Tout le monde en parle encore. Les Parisiens ont attaqué les épiceries avec des plaques en porcelaine pour les bouillons Kub, il parait que ce sont de vrais repaires d’espions allemands. Pas étonnant que mes parents n’en ont pas mis rue Charles Robin.

C’est comme chez nous, la police a arrêté plein d’Allemands, il y en a 200 en prison à l’école Carriat. J’ai vu ceux qui travaillaient dans un cirque, ils ont des têtes bizarres, quand ils m’ont regardé, ça m’a fait comme un grand frisson ! Faut dire qu’il y en a qui font dérailler les trains, il y aurait 70 soldats blessés. Les automobiles sont surveillées partout, il y en a une qui a quand même réussi par passer par Bourg.

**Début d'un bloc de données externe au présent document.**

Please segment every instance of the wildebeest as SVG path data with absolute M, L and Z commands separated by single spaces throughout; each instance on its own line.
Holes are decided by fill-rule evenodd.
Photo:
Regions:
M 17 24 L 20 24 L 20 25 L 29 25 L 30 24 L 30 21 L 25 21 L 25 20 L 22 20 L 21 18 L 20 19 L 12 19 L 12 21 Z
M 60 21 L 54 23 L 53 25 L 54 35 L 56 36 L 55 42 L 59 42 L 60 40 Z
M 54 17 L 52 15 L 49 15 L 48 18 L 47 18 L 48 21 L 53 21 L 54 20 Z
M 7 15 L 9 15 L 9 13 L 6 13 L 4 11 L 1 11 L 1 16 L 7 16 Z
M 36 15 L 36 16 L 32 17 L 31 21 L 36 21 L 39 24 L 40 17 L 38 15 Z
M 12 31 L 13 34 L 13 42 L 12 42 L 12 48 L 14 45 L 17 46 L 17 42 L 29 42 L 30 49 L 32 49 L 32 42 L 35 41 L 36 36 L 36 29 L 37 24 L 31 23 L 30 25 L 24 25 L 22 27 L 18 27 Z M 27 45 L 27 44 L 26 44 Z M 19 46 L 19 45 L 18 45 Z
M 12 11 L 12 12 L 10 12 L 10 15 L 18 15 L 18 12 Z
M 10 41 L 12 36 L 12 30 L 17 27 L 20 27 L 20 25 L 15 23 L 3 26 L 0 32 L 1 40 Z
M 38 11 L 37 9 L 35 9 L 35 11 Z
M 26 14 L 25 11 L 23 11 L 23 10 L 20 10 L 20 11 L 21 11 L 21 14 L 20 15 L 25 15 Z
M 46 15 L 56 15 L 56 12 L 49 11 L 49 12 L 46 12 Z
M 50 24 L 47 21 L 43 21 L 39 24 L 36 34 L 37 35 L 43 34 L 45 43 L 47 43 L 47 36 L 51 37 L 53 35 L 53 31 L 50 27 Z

Je ne suis pas assez grande pour savoir si tout ça est la vérité, mais papa et maman sont bien d’accord avec les gens qui viennent à l’épicerie. Ils ont tous un peu peur de ce qui se passe, alors ils repartent avec le panier plein de provisions. Moi ça me coupe l’envie de manger ! Ils disent tous qu’il n’y a pas de fumée sans feu, c’est sûr qu’en attaquant méchamment les Belges, ce sont eux qui l’ont allumé ! Maintenant ils ont en plus des taubes et des zeppelins qui vont lancer des bombes jusqu’à Paris.

Ce qui m’a rendu triste, c’est d’apprendre la noyade de Jules Paubel, un plus petit que moi. Il est allé à la pêche à la ligne près des Deux Saules. Lui a du trop manger avant de se baigner. On n’est pas tous pareil.